Obviously, things we bake for ourselves aren’t regulated by the FDA, and the amount of raisins in this recipe is ultimately left to your taste with a cup and a half given as a baseline. But if you want to make a loaf that is guaranteed to fit the federal rule, use 420 grams of raisins (about 2-1/3 cups) to 840 grams of flour (about seven cups) in the recipe below.

Finally, don’t over-react if you take your loaf out of the oven and you see something like this on the side when you peel back the parchment:

No, that’s not a burn (unless you have the weirdest oven hotspot ever); that’s just a place where molten sugar seeped through the side of the bread. While you’ll need to be a little bit more aware of the risk of the sugar burning when toasting them, it’s totally edible and totally fine.
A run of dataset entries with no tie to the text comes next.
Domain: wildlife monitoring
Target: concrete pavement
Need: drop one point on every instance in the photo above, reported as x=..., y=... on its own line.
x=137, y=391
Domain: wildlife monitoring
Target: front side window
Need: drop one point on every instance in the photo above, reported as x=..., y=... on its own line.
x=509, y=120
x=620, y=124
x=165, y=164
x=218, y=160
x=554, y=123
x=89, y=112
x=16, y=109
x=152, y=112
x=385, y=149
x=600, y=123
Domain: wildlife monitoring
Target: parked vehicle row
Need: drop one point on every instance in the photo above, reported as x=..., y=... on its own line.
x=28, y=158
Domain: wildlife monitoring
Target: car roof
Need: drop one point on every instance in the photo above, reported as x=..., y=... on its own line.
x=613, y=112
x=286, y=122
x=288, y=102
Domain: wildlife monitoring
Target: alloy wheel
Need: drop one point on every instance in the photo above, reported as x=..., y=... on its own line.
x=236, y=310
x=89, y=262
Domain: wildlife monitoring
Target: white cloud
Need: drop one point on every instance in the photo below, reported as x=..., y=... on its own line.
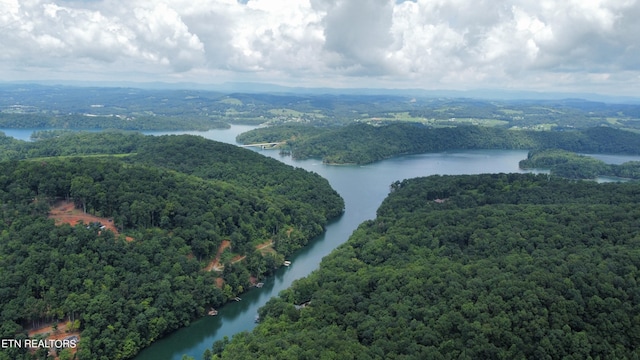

One last bit of housekeeping. Sorry for the intermittent original recipes lately–I’m moving at the end of the month and going to NYC for a bit soon, but in August things should be back to normal-ish!

From Yesterdish’s recipe box.

Yesterdish’s Cinnamon Raisin Bread

Mix:

  • 7 cups bread flour
  • 5 tsp. yeast
  • 2 tsp. salt
  • 2 cups hot water
  • 1 Tbsp. sugar

1-1/2 cup raisins (or more) [consider much more–2-1/3 c.]
cinnamon
egg for glaze
[demerara or muscovado] sugar for crust and for loaf (1 cup)
[2 Tbsp. vanilla bean paste]

Mix everything except [raisins, vanilla bean paste] cinnamon, glaze and sugar–15 minutes with mixer.

Let rest for 40-45 minutes. Punch down.

Measure 50 oz. for a large Pullman loaf, 13x4x4.

Flatten dough–sprinkle with cinnamon, demerara sugar, raisins.

Roll tightly. Place in prepped loaf pan (parchment and spray). Rest 50 minutes.

Bake in preheated oven at 400 deg. for 20 minutes; internal temperature should be 200 deg.